Abstract

Brachytherapy is a radiotherapeutic technique that allows the physician to implant radioactive isotopes into a body cavity or directly into tissue. Different radioisotopes have unique characteristics that the brachytherapist may utilize for a particular situation. The use of brachytherapy is part of standard radiation oncology practice in gynecological and head and neck cancer management. The prostate is approachable for interstitial implantation due to its close proximity to the perineum. Over 20 years ago, primitive methods of brachytherapy were utilized in the treatment of prostate cancer. However, poor results due to inconsistency in achieving adequate coverage of the entire prostate and poor patient selection caused this treatment modality to fall out of favor. Technological advances over the last decade have restored attention to brachytherapy for prostate cancer. Particularly important has been the development of transrectal ultrasound, new radioisotopes such as palladium-103, computer tomography, computerized dosimetry systems, and earlier diagnosis.
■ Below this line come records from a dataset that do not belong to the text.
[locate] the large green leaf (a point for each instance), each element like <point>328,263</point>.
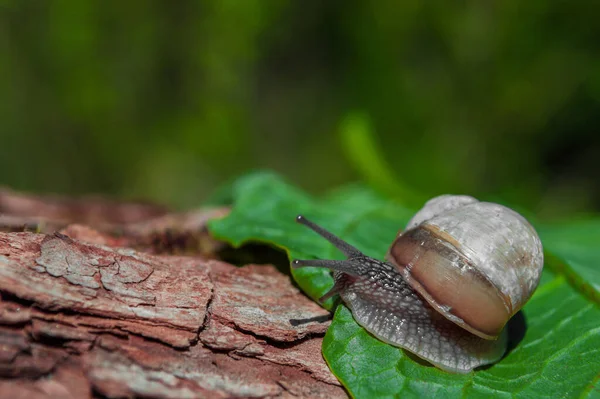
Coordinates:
<point>559,355</point>
<point>577,244</point>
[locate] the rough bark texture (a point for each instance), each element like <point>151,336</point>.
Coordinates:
<point>81,316</point>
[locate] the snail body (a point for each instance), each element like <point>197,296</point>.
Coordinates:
<point>450,282</point>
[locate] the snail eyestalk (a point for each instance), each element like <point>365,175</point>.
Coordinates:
<point>340,244</point>
<point>344,266</point>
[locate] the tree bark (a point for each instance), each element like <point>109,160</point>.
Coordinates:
<point>82,316</point>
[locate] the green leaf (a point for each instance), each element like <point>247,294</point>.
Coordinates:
<point>559,355</point>
<point>577,244</point>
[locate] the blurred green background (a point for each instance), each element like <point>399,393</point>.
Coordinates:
<point>166,100</point>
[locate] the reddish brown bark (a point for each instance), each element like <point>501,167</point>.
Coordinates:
<point>81,317</point>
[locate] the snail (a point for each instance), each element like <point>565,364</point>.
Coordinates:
<point>451,281</point>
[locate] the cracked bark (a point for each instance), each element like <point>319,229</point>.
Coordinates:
<point>83,316</point>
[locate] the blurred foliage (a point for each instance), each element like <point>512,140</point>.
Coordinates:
<point>166,99</point>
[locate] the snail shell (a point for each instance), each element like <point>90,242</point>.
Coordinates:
<point>454,277</point>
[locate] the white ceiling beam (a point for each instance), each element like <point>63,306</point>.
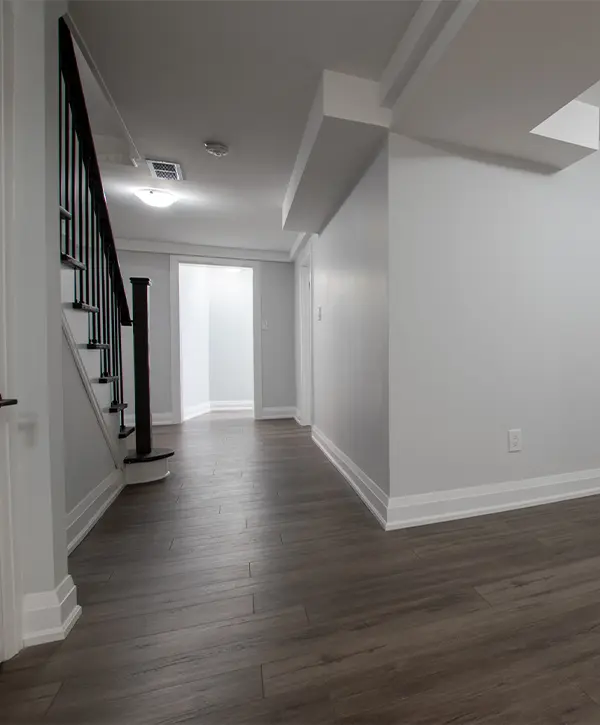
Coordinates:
<point>345,125</point>
<point>433,27</point>
<point>200,250</point>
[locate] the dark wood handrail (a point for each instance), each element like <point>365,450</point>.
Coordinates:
<point>74,90</point>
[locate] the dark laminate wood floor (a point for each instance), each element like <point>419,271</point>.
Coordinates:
<point>253,587</point>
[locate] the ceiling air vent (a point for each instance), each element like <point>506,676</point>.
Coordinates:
<point>165,170</point>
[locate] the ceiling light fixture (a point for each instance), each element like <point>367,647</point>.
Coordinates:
<point>156,197</point>
<point>216,148</point>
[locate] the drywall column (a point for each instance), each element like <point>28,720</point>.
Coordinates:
<point>141,366</point>
<point>49,596</point>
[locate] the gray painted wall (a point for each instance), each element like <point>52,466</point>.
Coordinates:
<point>277,285</point>
<point>88,460</point>
<point>494,320</point>
<point>350,350</point>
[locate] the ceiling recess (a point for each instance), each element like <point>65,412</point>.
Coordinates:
<point>165,170</point>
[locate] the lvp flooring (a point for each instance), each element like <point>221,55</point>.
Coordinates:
<point>253,587</point>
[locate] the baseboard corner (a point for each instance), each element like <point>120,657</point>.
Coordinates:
<point>49,616</point>
<point>374,498</point>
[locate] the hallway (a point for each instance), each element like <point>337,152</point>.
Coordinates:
<point>254,587</point>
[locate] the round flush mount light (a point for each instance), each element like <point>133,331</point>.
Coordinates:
<point>156,197</point>
<point>216,148</point>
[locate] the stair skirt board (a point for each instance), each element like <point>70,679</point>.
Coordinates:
<point>50,616</point>
<point>88,512</point>
<point>399,512</point>
<point>278,413</point>
<point>157,419</point>
<point>110,437</point>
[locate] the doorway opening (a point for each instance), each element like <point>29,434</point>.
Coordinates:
<point>305,381</point>
<point>216,324</point>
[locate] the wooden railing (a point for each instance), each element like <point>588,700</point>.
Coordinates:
<point>87,242</point>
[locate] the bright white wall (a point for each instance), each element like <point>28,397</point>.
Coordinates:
<point>194,324</point>
<point>231,334</point>
<point>34,277</point>
<point>277,311</point>
<point>350,261</point>
<point>88,460</point>
<point>157,268</point>
<point>276,280</point>
<point>494,320</point>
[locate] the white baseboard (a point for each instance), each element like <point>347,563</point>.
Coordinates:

Modern interstitial implantation utilizing transperineal template and transrectal ultrasound guidance has resulted in improved consistency in radiation dose delivery to the entire prostate. Early results are encouraging in terms of the relatively low morbidity of the procedure, improved local control rates, and biochemical progression free survival. This has resulted in an outpatient treatment that has high patient acceptance.